「李相,您这。咱们都是清正廉洁之人,怎麽可能?」结伴而来的三四名官员都道,「但您不能撒手不管啊。」
「我等是担心,叫宝贝勒这麽弄下去,恐怕会出什麽大篓子。」
李光地掀起眼皮:「你们怎知本官不管?管的更严了又能出什麽篓子?试题要本官出,朱卷还要本官批改,难道连贡院的秩序,都要本官去维持不成?」
说完这些,严肃的表情缓和下来,「本官知道,你们是不习惯今年的新规矩,但宝贝勒这麽做,对於杜绝上下其手的作弊来说是非常有用的。这也不是怀疑你们的意思,好了,都回去忙吧。」
被堵得无话可说的人正准备走的时候,门外探进来一个脑袋:「听说,有人来组团告我状?」
监临提调官们脸色一僵。
这位爷难道有顺风耳不成?
李光地走出来,脸上挂上了慈祥的笑容,说道:「没有的事,十五爷,吃过饭了没有?这忙了大半天了,要不要回去睡会儿?」
看到李相这个样子,几位找来的官员更无语了。
李相这次是主考,还是带孩子的?
胤祝说道:「我不困,诸位大人要是困了,就好好睡一觉。要是不困,去外面活动活动手脚也挺不错的。」
几人连忙答应:「贝勒爷说的是,我们正好想出去消消食儿呢。」
胤祝笑了笑,看着他们出去,自己也抬脚走,「李大人,你补觉吧,我都听说了考试这九天无论考生还是考官都是不分昼夜的,您得保持精神充沛。外面的事您放心,有我呢。」
李光地欣慰地笑着点头:就是有你我才不放心啊。
光是上午考试斗殴的一条,他都得被御史弹劾。
皇上可真不厚道啊。
胤祝刚走过位於两排号房中间的明远楼,抬眼看到前面走来的人时,惊喜:「诶,年大人,您也在啊。您是管什麽的?」
年羹尧跟身边的同僚说了一声,走过来见礼,笑道:「下官是十八房考官之一,多亏了李相的信任。」
胤祝没想到这家伙还是四十八年会试的同考官,看来他的才学还是很让李光地认可的。
不客气地说同考官在一场考试中的拥有很大的决定权。
一个人的精力毕竟有限,这次考试有将近两万名考生,两万份朱卷,十个主考官连夜扫描也扫描不过来。

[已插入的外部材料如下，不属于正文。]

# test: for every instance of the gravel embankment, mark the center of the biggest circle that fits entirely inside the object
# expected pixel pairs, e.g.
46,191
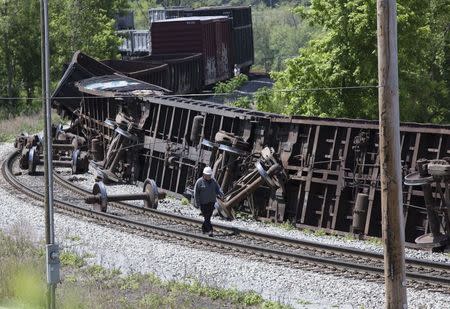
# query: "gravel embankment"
133,253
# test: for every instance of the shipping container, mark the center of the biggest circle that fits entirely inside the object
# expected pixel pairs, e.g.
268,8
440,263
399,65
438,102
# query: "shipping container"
135,42
185,71
242,31
156,74
208,35
125,21
158,14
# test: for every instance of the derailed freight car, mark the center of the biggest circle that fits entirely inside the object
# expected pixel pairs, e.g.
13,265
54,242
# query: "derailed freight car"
309,170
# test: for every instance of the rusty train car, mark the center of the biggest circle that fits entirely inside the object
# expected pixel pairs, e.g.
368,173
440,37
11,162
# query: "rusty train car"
315,172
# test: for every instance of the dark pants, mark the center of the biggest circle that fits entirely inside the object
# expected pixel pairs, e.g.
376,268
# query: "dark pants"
207,210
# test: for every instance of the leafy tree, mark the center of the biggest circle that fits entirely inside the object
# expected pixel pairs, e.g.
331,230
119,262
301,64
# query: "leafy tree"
86,25
278,34
346,55
74,24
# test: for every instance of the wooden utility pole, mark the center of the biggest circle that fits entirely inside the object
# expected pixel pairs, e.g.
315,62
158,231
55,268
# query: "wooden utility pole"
389,146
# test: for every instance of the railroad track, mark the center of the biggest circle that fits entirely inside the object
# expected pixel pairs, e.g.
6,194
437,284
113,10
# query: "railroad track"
275,249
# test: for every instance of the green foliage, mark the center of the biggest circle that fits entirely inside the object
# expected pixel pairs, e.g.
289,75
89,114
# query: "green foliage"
375,241
242,102
346,55
231,85
68,258
184,201
278,34
74,24
320,232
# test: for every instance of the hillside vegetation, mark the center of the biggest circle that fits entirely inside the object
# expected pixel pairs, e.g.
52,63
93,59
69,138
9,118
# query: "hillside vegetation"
322,54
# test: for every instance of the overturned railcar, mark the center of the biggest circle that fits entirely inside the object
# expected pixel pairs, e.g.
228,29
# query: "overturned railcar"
316,172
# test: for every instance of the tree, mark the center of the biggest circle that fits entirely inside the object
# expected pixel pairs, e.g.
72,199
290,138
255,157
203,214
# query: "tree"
86,25
346,56
74,24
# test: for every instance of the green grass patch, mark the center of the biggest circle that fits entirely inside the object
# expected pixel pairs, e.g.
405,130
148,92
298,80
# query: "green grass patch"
22,284
71,259
320,232
184,201
375,241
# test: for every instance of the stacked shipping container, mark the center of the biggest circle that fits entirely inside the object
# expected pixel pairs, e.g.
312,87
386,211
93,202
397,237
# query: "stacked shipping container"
208,35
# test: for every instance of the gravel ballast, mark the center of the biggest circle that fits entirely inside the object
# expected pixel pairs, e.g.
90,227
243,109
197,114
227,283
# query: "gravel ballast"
170,261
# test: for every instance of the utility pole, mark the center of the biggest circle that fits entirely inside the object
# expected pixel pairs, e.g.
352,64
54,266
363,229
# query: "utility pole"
390,161
52,250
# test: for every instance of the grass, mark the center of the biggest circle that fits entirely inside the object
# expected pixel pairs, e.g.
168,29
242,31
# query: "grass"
184,201
10,128
320,232
22,284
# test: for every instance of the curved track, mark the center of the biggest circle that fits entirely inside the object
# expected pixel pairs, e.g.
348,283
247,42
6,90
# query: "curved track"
272,248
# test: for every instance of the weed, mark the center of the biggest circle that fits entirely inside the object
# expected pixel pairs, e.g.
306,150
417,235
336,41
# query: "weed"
153,279
131,282
287,226
303,302
71,259
74,238
375,241
308,231
71,278
320,232
349,237
156,301
231,85
184,201
274,305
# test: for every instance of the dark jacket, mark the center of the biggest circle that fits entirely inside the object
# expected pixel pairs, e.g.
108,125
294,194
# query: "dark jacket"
206,191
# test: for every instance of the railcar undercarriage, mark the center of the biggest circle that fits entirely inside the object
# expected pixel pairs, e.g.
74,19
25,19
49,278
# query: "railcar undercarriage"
316,172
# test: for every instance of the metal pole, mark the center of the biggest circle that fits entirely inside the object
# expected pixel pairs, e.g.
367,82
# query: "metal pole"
389,145
52,251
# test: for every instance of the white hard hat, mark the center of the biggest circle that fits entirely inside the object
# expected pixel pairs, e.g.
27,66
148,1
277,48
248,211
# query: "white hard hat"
207,171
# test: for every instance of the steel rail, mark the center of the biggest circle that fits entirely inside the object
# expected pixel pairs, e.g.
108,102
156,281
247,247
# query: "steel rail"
270,238
277,255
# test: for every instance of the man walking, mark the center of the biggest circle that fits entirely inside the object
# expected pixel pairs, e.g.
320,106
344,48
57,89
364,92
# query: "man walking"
206,191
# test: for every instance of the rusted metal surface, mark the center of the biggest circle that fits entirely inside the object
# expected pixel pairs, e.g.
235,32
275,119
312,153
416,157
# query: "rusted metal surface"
242,31
184,71
327,163
208,35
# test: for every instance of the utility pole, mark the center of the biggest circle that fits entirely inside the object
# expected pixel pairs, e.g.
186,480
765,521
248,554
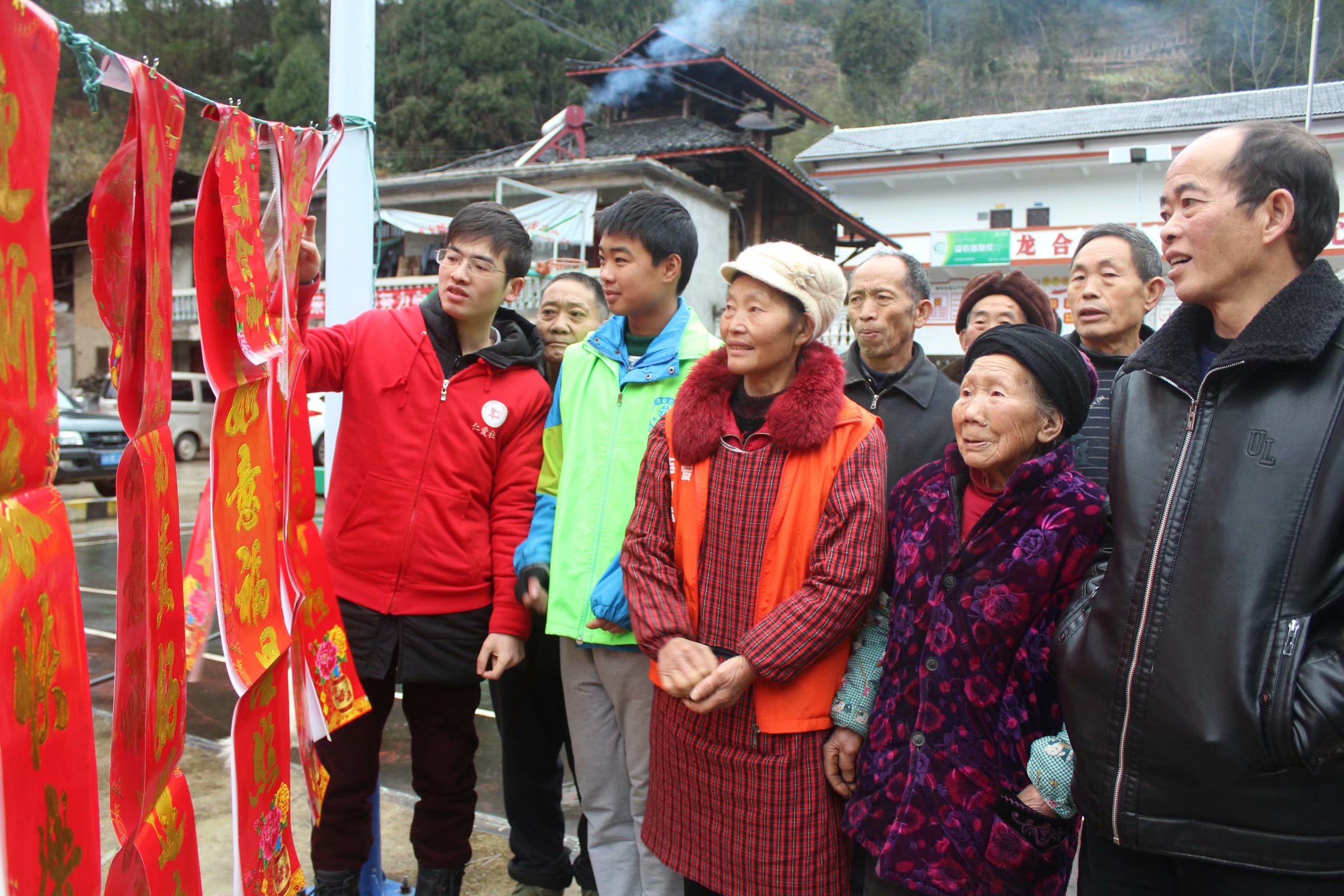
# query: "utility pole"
350,240
1311,65
350,183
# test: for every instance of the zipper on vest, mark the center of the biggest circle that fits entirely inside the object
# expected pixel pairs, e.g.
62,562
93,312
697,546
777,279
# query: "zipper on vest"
585,614
1191,418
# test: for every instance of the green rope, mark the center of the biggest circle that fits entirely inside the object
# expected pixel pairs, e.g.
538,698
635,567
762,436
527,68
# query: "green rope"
84,46
91,76
360,123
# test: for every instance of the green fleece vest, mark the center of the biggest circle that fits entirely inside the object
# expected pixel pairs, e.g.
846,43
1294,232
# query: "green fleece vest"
605,430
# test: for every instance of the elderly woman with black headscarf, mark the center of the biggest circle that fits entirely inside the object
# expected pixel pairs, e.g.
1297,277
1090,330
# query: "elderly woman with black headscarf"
987,550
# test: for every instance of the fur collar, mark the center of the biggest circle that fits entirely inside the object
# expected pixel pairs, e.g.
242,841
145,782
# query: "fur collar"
800,419
1296,327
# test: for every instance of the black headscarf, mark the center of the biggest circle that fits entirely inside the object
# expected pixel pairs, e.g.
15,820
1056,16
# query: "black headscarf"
1065,375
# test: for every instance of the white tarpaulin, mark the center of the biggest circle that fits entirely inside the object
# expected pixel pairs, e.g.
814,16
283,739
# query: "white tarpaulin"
566,220
416,222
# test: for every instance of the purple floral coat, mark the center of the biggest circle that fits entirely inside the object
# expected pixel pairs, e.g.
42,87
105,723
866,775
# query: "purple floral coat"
967,685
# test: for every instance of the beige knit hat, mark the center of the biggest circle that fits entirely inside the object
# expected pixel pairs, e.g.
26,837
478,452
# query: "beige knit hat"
815,281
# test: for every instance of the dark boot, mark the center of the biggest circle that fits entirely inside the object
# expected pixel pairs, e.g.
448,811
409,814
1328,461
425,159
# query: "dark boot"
438,881
337,883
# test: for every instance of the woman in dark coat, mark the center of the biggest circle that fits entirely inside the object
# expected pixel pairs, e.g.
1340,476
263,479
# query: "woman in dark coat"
987,550
752,558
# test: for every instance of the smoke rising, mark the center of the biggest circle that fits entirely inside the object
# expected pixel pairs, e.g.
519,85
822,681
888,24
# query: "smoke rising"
696,21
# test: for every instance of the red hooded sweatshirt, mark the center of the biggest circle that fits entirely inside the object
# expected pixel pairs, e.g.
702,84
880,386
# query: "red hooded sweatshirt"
433,479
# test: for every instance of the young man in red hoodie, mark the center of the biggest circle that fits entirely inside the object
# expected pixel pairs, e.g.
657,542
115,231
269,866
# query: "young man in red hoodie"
433,484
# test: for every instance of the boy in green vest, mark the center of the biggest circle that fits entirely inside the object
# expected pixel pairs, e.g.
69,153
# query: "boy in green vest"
612,389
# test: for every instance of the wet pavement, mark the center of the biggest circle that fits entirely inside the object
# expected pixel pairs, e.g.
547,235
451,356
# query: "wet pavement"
210,702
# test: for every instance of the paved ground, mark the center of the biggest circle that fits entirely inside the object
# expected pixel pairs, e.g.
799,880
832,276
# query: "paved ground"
210,704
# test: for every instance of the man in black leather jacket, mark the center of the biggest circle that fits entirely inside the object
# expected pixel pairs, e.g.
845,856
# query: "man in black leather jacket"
1201,668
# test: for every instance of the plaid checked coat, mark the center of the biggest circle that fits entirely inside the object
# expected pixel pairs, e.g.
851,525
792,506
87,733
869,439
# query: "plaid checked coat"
731,808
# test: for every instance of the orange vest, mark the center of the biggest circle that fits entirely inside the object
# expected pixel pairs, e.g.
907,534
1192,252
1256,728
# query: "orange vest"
804,703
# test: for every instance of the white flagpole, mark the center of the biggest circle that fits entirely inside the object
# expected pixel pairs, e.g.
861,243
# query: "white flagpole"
1311,65
350,183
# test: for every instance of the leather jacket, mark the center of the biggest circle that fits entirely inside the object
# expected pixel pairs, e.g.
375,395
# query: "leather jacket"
1201,667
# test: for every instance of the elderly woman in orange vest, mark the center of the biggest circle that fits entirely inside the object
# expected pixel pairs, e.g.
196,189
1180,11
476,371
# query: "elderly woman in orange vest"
752,557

就这些同考官,他们一人还得配十人以上的秘书团帮着把卷子分个优劣等呢。
最後哪份卷子好哪份卷子不好送到主考副考的面前时,往往在底下都已经筛选过一层了。而且现在的考试基本上都是主观题,一人若非有出众的文采,真的很难在科举考试中出头。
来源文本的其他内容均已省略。